Bangladesh's main opposition alliance Friday called another round of nationwide strike from Sunday morning demanding national elections under a non-party caretaker government.

After a meeting of ex-prime minister Khaleda Zia's Bangladesh Nationalist Party (BNP)-led 18-party opposition alliance, acting secretary general of the party Mirza Fakhrul Islam Alamgir made the announcement of 72-hour strike from Nov 10 to 13 in a press briefing, Xinhua reported.

Alamgir said the opposition alliance has decided to enforce the shutdown peacefully, the announcement of which came just two days after the opposition alliance observed a 60-hour countrywide strike Nov 4 morning amid violent clashes, vandalism, arson and crude bomb attacks.

 

Earlier, Khaleda's party and its 17 allies, including the key Bangladesh Jamaat-e-Islami party, observed a 60-hour countrywide strike from Oct 27.

Dozens of people, including ruling and the opposition party men, died and hundreds of others were injured in stray incidents of strike violence since Oct 27 in Dhaka and elsewhere in the country.
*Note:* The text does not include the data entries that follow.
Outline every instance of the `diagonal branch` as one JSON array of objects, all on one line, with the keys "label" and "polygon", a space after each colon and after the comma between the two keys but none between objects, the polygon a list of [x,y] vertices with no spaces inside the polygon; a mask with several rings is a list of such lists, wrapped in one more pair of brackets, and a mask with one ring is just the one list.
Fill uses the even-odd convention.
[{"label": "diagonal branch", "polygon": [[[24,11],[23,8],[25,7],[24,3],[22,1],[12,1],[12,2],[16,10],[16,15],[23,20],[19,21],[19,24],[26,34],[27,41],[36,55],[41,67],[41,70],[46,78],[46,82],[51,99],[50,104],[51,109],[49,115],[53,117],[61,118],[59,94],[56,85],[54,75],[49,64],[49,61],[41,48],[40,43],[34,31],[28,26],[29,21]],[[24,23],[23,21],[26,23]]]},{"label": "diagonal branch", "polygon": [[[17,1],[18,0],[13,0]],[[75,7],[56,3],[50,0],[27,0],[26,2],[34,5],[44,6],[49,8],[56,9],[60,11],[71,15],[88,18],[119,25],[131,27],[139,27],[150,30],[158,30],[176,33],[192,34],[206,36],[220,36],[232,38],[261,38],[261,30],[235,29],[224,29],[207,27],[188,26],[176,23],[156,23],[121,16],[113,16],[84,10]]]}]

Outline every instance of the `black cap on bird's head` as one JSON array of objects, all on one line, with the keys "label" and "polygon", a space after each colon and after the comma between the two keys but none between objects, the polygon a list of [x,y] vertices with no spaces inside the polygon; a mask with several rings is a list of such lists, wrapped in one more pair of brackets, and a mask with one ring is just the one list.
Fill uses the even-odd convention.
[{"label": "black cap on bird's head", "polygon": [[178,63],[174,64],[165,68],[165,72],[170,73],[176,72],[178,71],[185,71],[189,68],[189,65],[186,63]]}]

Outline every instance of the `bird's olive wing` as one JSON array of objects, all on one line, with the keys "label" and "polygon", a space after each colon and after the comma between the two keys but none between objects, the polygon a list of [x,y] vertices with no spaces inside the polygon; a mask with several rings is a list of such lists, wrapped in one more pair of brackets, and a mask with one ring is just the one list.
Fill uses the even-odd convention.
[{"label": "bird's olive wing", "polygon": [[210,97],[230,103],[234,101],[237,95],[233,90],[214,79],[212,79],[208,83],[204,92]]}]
The two leading leaders of Bangladesh's politics held phone talks Oct 26, the first direct conversation between them since January 2009, when Hasina's cabinet took charge of office.

Khaleda has asked Hasina's party to bring the caretaker system, or else it won't participate in the next polls, because it fears an election without it will not be free and fair.
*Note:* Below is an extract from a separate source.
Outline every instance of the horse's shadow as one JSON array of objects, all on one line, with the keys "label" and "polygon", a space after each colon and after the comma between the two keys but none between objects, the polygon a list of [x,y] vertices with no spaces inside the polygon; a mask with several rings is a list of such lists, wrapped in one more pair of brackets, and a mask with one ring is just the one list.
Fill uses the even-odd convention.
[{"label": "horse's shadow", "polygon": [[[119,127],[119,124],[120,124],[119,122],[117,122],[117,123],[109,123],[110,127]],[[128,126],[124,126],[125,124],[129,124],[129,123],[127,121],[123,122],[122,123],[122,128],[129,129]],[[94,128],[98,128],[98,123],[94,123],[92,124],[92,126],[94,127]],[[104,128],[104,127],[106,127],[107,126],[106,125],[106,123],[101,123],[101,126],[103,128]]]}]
Despite the opposition alliance's threat to boycott elections, Bangladesh's ruling coalition has initiated moves to form an all-party polls-time interim cabinet in line with Prime Minister Sheikh Hasina's proposal.

In the cabinet meeting, ministers reportedly decided that they would resign in the next seven days to pave way for the formation of the all-party polls-time government headed by Prime Minister Sheikh Hasina.
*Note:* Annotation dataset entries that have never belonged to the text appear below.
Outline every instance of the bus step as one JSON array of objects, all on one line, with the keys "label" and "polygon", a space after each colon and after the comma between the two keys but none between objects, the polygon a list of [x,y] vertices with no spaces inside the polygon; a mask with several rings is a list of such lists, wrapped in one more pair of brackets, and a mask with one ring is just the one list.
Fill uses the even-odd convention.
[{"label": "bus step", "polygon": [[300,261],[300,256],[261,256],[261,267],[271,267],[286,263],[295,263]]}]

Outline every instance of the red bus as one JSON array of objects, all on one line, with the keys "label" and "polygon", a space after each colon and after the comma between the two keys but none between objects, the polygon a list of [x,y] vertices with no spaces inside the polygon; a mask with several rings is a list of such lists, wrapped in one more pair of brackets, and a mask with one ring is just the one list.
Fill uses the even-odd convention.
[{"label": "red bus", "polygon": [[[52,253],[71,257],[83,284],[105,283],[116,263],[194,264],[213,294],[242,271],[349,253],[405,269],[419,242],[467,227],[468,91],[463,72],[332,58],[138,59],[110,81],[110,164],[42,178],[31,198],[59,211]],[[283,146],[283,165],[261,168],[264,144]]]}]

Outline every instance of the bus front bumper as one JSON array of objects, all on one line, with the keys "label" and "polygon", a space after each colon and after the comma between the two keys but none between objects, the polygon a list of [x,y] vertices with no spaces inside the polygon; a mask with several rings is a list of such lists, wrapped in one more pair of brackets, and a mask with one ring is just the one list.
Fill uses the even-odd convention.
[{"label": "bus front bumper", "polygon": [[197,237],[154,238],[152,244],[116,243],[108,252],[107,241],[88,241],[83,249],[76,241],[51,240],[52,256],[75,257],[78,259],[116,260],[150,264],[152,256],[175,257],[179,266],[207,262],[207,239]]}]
The BNP has already rejected Hasina's all-party interim government proposal.

The parliament will expire Jan 24 next year and elections reportedly should be held within 90 days before its expiry.

Since June 2011, when the Bangladesh parliament abolished the non-party caretaker government system after an apex court verdict declared the 15-year-old constitutional provision illegal, the BNP-led alliance has been waging mass protests demanding the reinstatement of the provision.